Below is some information about the multinomial distribution from the probability distributions handout.  This is a distribution for a random vector $\mathbf{X} = (X_1, X_2, \ldots, X_k)$.

Suppose $\mathbf{X} \sim \text{Multinomial}(n, \mathbf{\theta})$, where $\mathbf{\theta} = (\theta_1, \theta_2, \ldots, \theta_k)$.

$\mathbf{X} = (X_1, X_2, \ldots, X_k)$ is a vector of counts for how many observations fell into each of $k$ categories in a sample of $n$ independent trials where the item sampled in each trial falls into category $j$ with probability $\theta_j$.  More concretely, imagine rolling a weighted die with $k$ sides $n$ times, and on each roll, side $j$ comes up with probability $\theta_j$.  The vector $X$ records how many times each face of the die came up.  (Note that since exactly one side of the die must come up on each roll, we must have $\sum_{j=1}^k \theta_j = 1$.)

The probability mass function of $X$ is

$f_\mathbf{X}(x | \mathbf{\theta}) = \frac{n!}{x_1! x_2! \cdots x_k!} \theta_1^{x_1}\theta_2^{x_2} \cdots \theta_k^{x_k}$

Suppose that we observe $\mathbf{x} = (x_1, x_2, \ldots, x_k)$, and we want to estimate the vector of probabilities $\mathbf{\theta}$.  In the Bayesian setting, the most commonly used prior distribution for the vector $\mathbf{\Theta}$ is a Dirichlet distribution.

The Dirichlet distribution is a distribution on a vector of probabilities that sum to 1, such as the probabilities for each side of the die coming up in the multinomial distribution.  Its parameters are a vector $\mathbf{\alpha} = (\alpha_1, \alpha_2, \ldots, \alpha_k)$.
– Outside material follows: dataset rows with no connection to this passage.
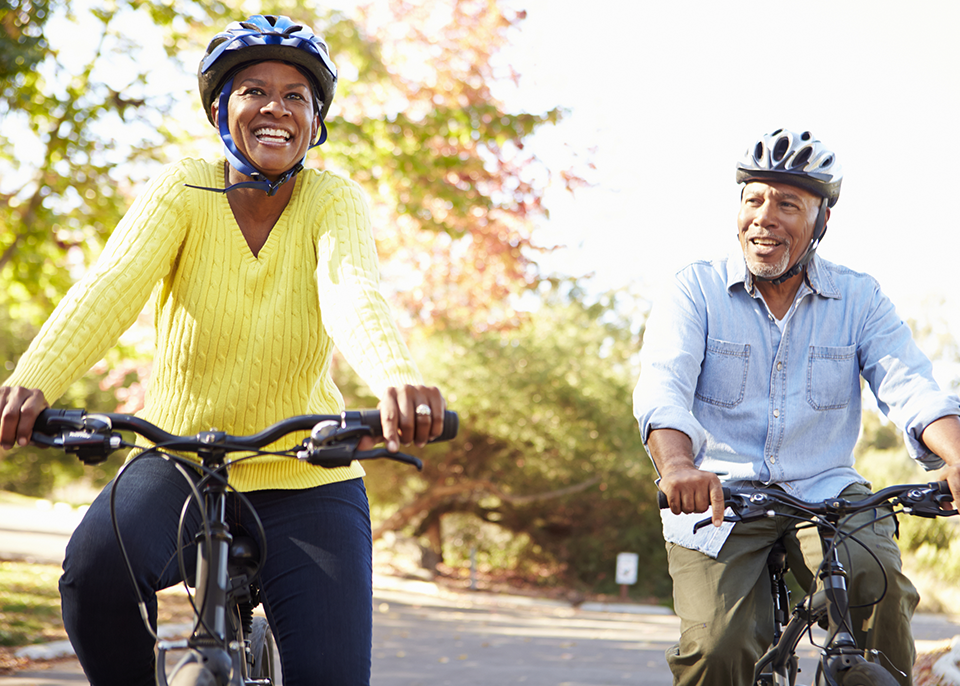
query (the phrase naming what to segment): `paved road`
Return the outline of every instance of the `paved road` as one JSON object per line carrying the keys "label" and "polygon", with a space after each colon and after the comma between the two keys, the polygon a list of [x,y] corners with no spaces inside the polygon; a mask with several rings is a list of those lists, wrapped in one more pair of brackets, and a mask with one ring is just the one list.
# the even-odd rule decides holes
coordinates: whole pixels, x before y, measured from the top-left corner
{"label": "paved road", "polygon": [[[373,686],[670,683],[663,651],[677,633],[677,620],[659,608],[644,614],[577,610],[565,603],[421,586],[378,579]],[[70,660],[0,677],[0,684],[87,681]]]}
{"label": "paved road", "polygon": [[[4,546],[30,547],[32,540],[39,546],[31,557],[41,560],[49,553],[59,561],[68,532],[50,530],[56,517],[32,513],[21,516],[20,524],[12,524],[11,517],[0,504],[0,558]],[[13,535],[24,522],[34,532],[45,531]],[[671,681],[663,651],[676,640],[679,623],[662,608],[573,608],[542,599],[451,592],[393,577],[376,578],[374,598],[373,686],[657,686]],[[960,634],[960,624],[918,615],[914,631],[922,651]],[[811,679],[813,657],[809,649],[801,662]],[[0,677],[0,686],[71,684],[87,684],[72,660]]]}
{"label": "paved road", "polygon": [[[60,562],[79,513],[25,504],[0,502],[0,559]],[[374,686],[670,682],[663,651],[677,634],[677,619],[662,608],[574,609],[392,577],[378,577],[375,585]],[[2,686],[28,684],[87,681],[73,660],[0,677]]]}
{"label": "paved road", "polygon": [[[487,594],[453,594],[432,584],[380,578],[375,592],[373,686],[599,686],[669,684],[664,649],[677,619],[657,608],[569,605]],[[960,633],[917,617],[921,648]],[[812,650],[804,674],[812,678]],[[2,686],[70,686],[87,681],[75,661],[0,677]]]}
{"label": "paved road", "polygon": [[[572,608],[476,594],[375,592],[374,686],[668,684],[678,620],[660,608]],[[630,609],[634,612],[618,612]]]}
{"label": "paved road", "polygon": [[0,494],[0,560],[60,564],[82,516],[65,504]]}

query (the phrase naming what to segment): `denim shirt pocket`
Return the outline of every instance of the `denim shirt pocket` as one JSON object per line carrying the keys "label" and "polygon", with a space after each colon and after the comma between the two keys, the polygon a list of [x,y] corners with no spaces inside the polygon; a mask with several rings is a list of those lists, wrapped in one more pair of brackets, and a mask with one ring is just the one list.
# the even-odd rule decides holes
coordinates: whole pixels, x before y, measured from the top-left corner
{"label": "denim shirt pocket", "polygon": [[858,375],[856,345],[811,345],[807,402],[815,410],[842,410],[850,404],[851,379]]}
{"label": "denim shirt pocket", "polygon": [[719,407],[736,407],[747,387],[750,344],[707,338],[696,397]]}

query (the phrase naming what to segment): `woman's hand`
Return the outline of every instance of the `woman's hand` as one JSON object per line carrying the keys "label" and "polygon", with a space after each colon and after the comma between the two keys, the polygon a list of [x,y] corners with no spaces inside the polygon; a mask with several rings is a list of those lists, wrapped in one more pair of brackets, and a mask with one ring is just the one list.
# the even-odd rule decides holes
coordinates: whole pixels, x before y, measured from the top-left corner
{"label": "woman's hand", "polygon": [[29,443],[37,416],[48,407],[43,392],[36,388],[0,387],[0,450]]}
{"label": "woman's hand", "polygon": [[426,445],[443,432],[443,413],[447,408],[440,390],[434,386],[390,387],[380,404],[380,422],[387,450],[400,450],[400,444]]}

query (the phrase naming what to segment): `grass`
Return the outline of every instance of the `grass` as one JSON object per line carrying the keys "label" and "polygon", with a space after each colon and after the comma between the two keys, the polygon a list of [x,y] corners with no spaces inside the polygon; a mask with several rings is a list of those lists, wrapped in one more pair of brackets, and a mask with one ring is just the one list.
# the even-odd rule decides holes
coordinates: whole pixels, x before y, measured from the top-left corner
{"label": "grass", "polygon": [[[0,561],[0,649],[67,637],[60,616],[59,565]],[[161,624],[192,621],[181,586],[158,594]]]}
{"label": "grass", "polygon": [[0,646],[66,638],[59,578],[58,565],[0,562]]}

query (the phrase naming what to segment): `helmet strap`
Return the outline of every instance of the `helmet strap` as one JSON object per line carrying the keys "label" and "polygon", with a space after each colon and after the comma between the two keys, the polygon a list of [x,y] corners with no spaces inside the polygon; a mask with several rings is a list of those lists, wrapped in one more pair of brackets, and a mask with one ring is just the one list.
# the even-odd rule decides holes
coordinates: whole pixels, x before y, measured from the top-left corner
{"label": "helmet strap", "polygon": [[[299,174],[303,170],[303,162],[307,159],[307,156],[304,155],[303,159],[297,162],[293,167],[281,174],[276,181],[270,181],[266,178],[256,167],[254,167],[243,153],[240,152],[237,148],[237,144],[233,140],[233,135],[230,133],[230,119],[227,116],[227,108],[230,101],[230,93],[233,91],[233,77],[231,76],[223,84],[223,88],[220,91],[220,99],[218,102],[218,112],[219,116],[217,117],[217,128],[220,132],[220,138],[223,140],[223,154],[227,158],[227,161],[230,163],[230,166],[236,169],[238,172],[244,176],[249,176],[252,181],[241,181],[240,183],[235,183],[232,186],[227,186],[226,188],[206,188],[204,186],[192,186],[190,184],[185,184],[188,188],[197,188],[204,191],[213,191],[214,193],[229,193],[232,190],[238,188],[259,188],[265,192],[268,196],[273,196],[277,194],[280,186],[285,184],[287,181],[292,179],[294,176]],[[312,143],[309,149],[315,148],[318,145],[322,144],[327,140],[327,127],[323,123],[323,119],[320,120],[320,137],[316,143]]]}
{"label": "helmet strap", "polygon": [[813,239],[811,239],[810,245],[807,246],[807,251],[803,253],[803,256],[799,260],[797,260],[797,263],[776,278],[768,279],[756,275],[754,275],[753,278],[760,281],[767,281],[775,286],[778,286],[787,279],[792,279],[794,276],[803,271],[804,267],[809,264],[810,260],[812,260],[813,256],[817,253],[817,248],[820,246],[820,241],[823,239],[824,234],[827,233],[827,204],[827,198],[823,198],[823,200],[820,201],[820,212],[817,214],[817,223],[813,227]]}

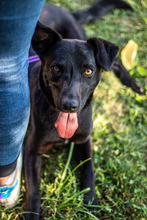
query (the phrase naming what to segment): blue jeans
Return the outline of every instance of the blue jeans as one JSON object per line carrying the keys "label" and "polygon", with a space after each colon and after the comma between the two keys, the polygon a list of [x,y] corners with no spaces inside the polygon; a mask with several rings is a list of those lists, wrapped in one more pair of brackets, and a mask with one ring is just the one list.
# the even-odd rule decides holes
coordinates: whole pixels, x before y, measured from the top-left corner
{"label": "blue jeans", "polygon": [[28,126],[28,50],[44,0],[0,0],[0,177],[16,166]]}

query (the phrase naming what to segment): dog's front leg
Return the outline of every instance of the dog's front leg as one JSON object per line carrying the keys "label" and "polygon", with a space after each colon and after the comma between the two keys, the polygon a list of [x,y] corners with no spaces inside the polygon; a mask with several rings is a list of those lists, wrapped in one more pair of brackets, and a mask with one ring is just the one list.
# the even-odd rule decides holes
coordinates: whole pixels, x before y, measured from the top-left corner
{"label": "dog's front leg", "polygon": [[[91,160],[85,162],[82,166],[82,180],[81,180],[81,189],[85,189],[87,187],[90,187],[90,191],[85,194],[84,196],[84,202],[85,204],[88,204],[89,202],[92,202],[92,205],[97,205],[97,198],[95,193],[95,176],[94,176],[94,170],[93,170],[93,157],[92,157],[92,144],[91,139],[89,138],[86,142],[81,144],[75,144],[75,150],[74,150],[75,156],[77,158],[78,163],[80,161],[84,161],[88,158],[91,158]],[[95,208],[90,208],[95,209]]]}
{"label": "dog's front leg", "polygon": [[41,155],[34,155],[25,148],[25,181],[26,181],[26,214],[25,220],[39,220],[40,195],[38,184],[40,179]]}

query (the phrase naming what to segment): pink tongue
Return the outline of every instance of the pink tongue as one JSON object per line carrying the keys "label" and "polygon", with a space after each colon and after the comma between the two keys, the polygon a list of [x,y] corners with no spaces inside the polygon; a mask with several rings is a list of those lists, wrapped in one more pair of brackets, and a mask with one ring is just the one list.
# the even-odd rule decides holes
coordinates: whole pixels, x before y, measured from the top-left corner
{"label": "pink tongue", "polygon": [[60,112],[55,127],[61,138],[71,138],[78,128],[77,113]]}

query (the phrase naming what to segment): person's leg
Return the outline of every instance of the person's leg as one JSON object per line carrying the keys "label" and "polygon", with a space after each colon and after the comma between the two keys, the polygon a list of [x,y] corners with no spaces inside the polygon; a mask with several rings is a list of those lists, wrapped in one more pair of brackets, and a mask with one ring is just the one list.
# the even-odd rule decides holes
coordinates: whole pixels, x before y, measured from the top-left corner
{"label": "person's leg", "polygon": [[0,1],[0,185],[16,169],[28,125],[28,50],[43,3]]}
{"label": "person's leg", "polygon": [[9,176],[0,177],[0,185],[3,185],[4,183],[6,183],[8,179],[9,179]]}

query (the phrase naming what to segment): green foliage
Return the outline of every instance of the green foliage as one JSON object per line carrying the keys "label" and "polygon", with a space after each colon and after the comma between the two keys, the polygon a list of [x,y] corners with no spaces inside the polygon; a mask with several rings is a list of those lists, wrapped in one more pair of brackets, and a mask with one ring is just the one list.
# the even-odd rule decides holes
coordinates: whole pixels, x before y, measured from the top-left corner
{"label": "green foliage", "polygon": [[[48,1],[70,11],[82,10],[93,2]],[[88,37],[109,40],[120,49],[131,39],[138,44],[130,74],[145,91],[140,96],[122,85],[113,72],[107,72],[94,93],[92,141],[98,216],[94,217],[83,206],[79,169],[71,171],[76,167],[73,160],[70,166],[65,165],[68,149],[56,146],[43,157],[39,191],[44,220],[147,219],[147,2],[128,2],[133,12],[115,9],[94,24],[85,25]],[[14,220],[21,216],[25,203],[22,179],[18,206],[11,210],[0,208],[0,219]]]}

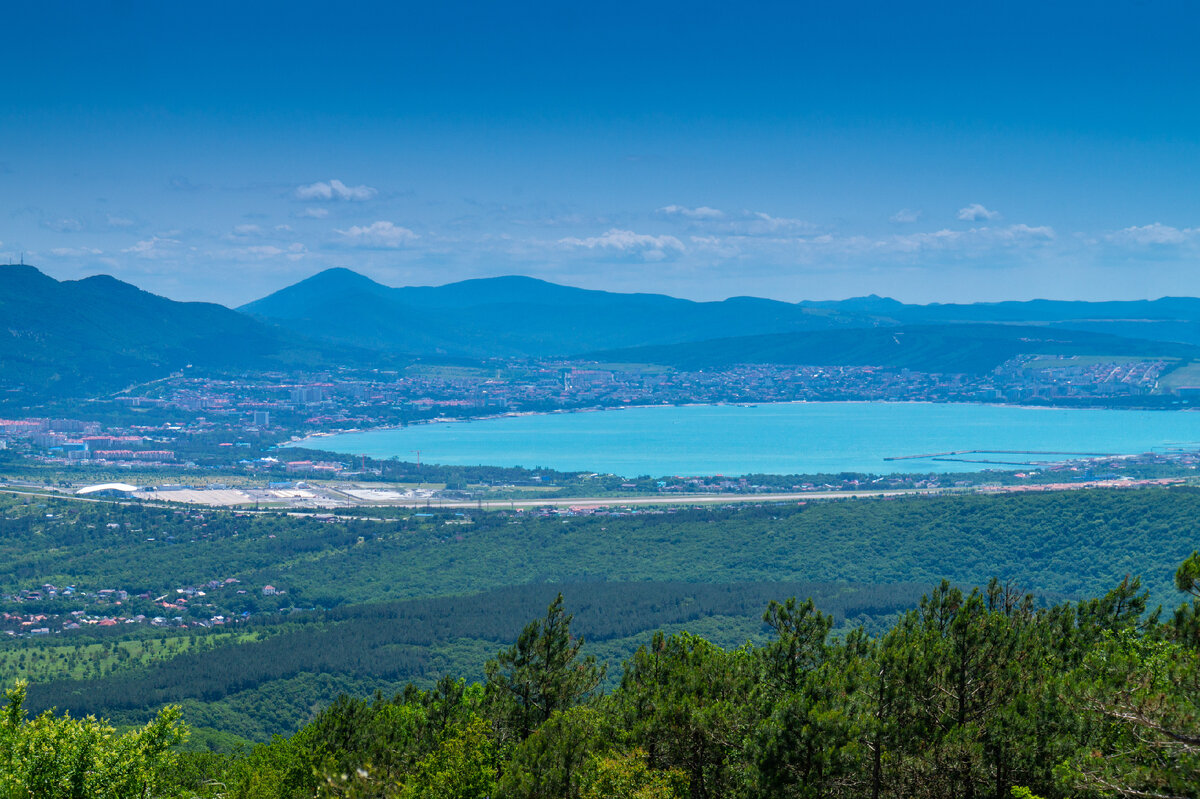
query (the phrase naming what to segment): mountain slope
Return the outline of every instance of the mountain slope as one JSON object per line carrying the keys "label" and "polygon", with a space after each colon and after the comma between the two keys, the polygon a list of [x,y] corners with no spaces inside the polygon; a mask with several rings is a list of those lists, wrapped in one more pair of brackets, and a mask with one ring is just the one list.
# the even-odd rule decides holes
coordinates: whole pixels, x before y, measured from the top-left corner
{"label": "mountain slope", "polygon": [[840,313],[870,314],[883,325],[1024,324],[1200,344],[1200,299],[1195,297],[1112,302],[1027,300],[906,305],[871,295],[834,302],[802,302],[800,305]]}
{"label": "mountain slope", "polygon": [[193,365],[262,368],[320,355],[221,305],[175,302],[107,275],[59,282],[0,267],[0,391],[95,394]]}
{"label": "mountain slope", "polygon": [[553,356],[875,321],[864,314],[739,297],[692,302],[528,277],[388,288],[333,269],[239,310],[326,341],[415,355]]}
{"label": "mountain slope", "polygon": [[1022,354],[1196,358],[1200,347],[1026,325],[954,324],[738,336],[584,357],[689,370],[773,363],[981,374]]}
If $\mathbf{\Theta} = (\Theta_1, \ldots, \Theta_k)$ are jointly distributed as $\text{Dirichlet}(\mathbf{\alpha})$, then the joint pdf of $\mathbf{\Theta}$ is given by:

$f_{\mathbf{\Theta}}(\mathbf{\theta}) = \frac{1}{B(\mathbf{\alpha})}\prod_{j = 1}^k\theta_j^{\alpha_j}$

Here, $B(\mathbf{\alpha})$ is a complicated function of $\mathbf{\alpha}$ that's just there to ensure that the joint pdf of $\mathbf{\Theta}$ integrates to 1.

#### (1) Show that the Dirichlet is a conjugate prior for the multinomial model.

To simplify this a little, assume that you have a single observation $\mathbf{x} = (x_1, x_2, \ldots, x_k)$ from the multinomial model.


## Problem III: Bayes Intuition

Write a couple of paragraphs explaining what a prior distribution is, what a posterior distribution is, and how Bayes' rule gets us from one to the other.  You can include formulas, but you should also have some written sentences describing what's happening in the formulas.  Your first paragraph should explain these ideas in a general setting, and your second paragraph should illustrate them in the context of a specific example such as estimating the proportion of M&Ms that are blue based on a sample of $n$ M&Ms (you can pick a different example if you prefer).

This problem will be graded by Evan, and you will have an opportunity to submit a revision to your answer for up to full credit after receiving feedback.